Census Delays: Implications  

STORIES, ANALYSES, EXPERT VIEWS

Census Delays: Implications  

The decadal Census has been delayed by more than three years now despite several concerns having been raised about the consequences of not having a Census. In fact, there is an overwhelming misconception among officials on substituting the Census with alternative ways and means of counting the population.

The Census, write S. Irudaya Rajan (Chair, International Institute of Migration and Development (IIMAD), Thiruvananthapuram, Kerala)  and U.S. Mishra (Visiting Professor, International Institute of Migration and Development, Thiruvananthapuram, Kerala) “is not limited to offer a population count. It includes a wide range of locational, familial and individual information that serves to understand the changing population dynamic in its entirety. The first and foremost limitation of avoiding a Census lies in the reliability of all large-scale surveys such as National Family Health Survey and Periodic Labour Force Survey carried out on a Census frame that is one and a half decades old.

“Further, this decade-and-a-half has been a period of potential transformation not only in population count and its composition but also on many other features relating to education, occupation, employment, health (COVID-19) and livelihoods.”
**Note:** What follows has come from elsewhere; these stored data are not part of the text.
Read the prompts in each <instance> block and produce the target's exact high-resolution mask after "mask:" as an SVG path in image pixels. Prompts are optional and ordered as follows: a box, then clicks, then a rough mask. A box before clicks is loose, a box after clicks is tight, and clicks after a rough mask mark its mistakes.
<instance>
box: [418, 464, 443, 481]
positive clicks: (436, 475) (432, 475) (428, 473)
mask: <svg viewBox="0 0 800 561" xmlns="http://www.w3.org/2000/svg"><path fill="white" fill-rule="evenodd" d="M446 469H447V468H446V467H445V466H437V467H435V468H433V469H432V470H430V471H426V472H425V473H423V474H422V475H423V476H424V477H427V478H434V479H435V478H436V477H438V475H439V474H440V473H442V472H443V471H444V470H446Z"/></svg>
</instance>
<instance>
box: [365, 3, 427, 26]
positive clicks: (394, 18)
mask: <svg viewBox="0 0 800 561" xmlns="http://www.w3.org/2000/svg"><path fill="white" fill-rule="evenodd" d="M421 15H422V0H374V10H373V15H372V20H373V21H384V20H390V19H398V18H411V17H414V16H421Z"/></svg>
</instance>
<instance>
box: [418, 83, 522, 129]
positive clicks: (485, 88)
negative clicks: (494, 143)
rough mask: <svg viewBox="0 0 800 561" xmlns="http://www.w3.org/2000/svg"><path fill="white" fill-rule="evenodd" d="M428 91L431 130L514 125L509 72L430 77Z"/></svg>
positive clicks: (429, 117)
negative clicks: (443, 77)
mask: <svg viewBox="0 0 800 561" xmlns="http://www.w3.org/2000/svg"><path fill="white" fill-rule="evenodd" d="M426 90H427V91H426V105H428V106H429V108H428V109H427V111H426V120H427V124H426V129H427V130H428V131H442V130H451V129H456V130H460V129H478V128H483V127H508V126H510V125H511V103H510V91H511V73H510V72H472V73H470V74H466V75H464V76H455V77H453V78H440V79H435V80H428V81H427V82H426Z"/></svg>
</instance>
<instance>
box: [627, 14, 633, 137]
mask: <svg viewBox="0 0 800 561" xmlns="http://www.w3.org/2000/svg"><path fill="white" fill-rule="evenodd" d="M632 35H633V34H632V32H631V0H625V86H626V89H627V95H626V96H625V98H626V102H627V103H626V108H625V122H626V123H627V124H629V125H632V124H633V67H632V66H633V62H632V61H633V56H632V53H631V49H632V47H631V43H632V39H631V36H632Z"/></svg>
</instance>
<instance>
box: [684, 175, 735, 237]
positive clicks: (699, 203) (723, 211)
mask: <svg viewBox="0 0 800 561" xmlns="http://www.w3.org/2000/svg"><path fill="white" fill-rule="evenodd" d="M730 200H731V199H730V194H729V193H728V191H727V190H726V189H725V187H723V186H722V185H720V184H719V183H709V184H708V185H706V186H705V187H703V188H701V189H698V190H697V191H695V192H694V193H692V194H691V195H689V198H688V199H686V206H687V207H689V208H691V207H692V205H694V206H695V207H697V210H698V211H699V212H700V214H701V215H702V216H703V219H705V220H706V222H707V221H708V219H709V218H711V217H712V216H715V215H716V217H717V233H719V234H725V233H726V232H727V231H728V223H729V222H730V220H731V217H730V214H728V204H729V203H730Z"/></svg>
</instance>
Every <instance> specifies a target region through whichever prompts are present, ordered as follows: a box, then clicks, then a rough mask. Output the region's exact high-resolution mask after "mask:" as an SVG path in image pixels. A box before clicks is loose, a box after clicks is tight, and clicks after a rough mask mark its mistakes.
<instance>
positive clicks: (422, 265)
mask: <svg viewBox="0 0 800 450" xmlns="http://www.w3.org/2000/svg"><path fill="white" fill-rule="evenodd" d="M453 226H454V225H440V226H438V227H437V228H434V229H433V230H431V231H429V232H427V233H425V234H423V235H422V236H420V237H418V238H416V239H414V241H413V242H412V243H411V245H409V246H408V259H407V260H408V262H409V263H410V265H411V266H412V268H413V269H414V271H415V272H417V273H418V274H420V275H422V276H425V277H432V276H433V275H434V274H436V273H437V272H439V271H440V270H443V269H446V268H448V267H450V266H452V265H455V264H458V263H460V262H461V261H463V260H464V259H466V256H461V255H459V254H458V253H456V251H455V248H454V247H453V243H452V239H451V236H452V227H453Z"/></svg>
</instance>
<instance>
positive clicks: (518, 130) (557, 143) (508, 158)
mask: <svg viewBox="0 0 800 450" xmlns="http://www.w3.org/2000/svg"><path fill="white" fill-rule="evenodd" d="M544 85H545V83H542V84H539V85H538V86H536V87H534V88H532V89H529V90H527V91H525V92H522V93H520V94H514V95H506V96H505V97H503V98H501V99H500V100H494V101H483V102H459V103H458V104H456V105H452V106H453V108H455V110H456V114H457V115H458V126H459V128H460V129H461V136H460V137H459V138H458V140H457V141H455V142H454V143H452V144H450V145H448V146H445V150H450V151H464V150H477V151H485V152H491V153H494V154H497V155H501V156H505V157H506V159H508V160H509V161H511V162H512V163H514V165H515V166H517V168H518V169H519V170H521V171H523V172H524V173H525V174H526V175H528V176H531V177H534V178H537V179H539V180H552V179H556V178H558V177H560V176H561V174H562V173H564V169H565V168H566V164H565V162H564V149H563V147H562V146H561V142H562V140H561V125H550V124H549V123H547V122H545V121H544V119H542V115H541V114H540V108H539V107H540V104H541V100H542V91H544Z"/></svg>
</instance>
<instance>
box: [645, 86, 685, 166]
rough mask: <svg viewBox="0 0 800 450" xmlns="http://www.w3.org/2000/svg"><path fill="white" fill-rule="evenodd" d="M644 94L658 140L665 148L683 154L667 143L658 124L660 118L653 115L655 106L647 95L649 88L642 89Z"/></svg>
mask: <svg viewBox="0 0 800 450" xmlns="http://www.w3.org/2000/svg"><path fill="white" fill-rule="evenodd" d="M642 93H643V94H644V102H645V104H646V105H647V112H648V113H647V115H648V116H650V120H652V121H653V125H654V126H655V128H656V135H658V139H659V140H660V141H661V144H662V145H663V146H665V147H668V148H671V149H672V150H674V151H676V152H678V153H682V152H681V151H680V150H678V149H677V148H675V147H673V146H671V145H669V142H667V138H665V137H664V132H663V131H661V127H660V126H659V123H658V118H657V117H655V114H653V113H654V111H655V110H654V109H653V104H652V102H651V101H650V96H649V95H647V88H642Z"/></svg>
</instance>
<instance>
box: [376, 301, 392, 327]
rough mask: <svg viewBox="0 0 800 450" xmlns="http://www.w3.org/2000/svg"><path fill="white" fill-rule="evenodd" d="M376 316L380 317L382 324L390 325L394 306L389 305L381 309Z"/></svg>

Considering the significance of examining these features, “delaying the Census sounds most irresponsible. To think of an alternative to the Census is naive. However, there is universal echo on conducting a caste Census to serve political ends more than development planning, which undoubtedly reveals the limited understanding on the utility of a Census and its relevance for course correction in many presumed strategies for human welfare.”

 

The urgency

The urgency, writes Rajan and Mishra  of having a population Census and not delaying it any more “has numerous grounds of reasoning, particularly a rapid demographic transition and the resultant demographic dividend. A population Census is more than necessary to reveal these changes along with familial structures, locational distribution and occupational composition. Further, in the absence of a Census frame, the surveys carried out will be less reliable and representative which has been the basis of generating a whole host of SDG indicators. And the measure of progress in the SDG claimed, based on these indicators, may well be under scrutiny given their statistical inadequacies.”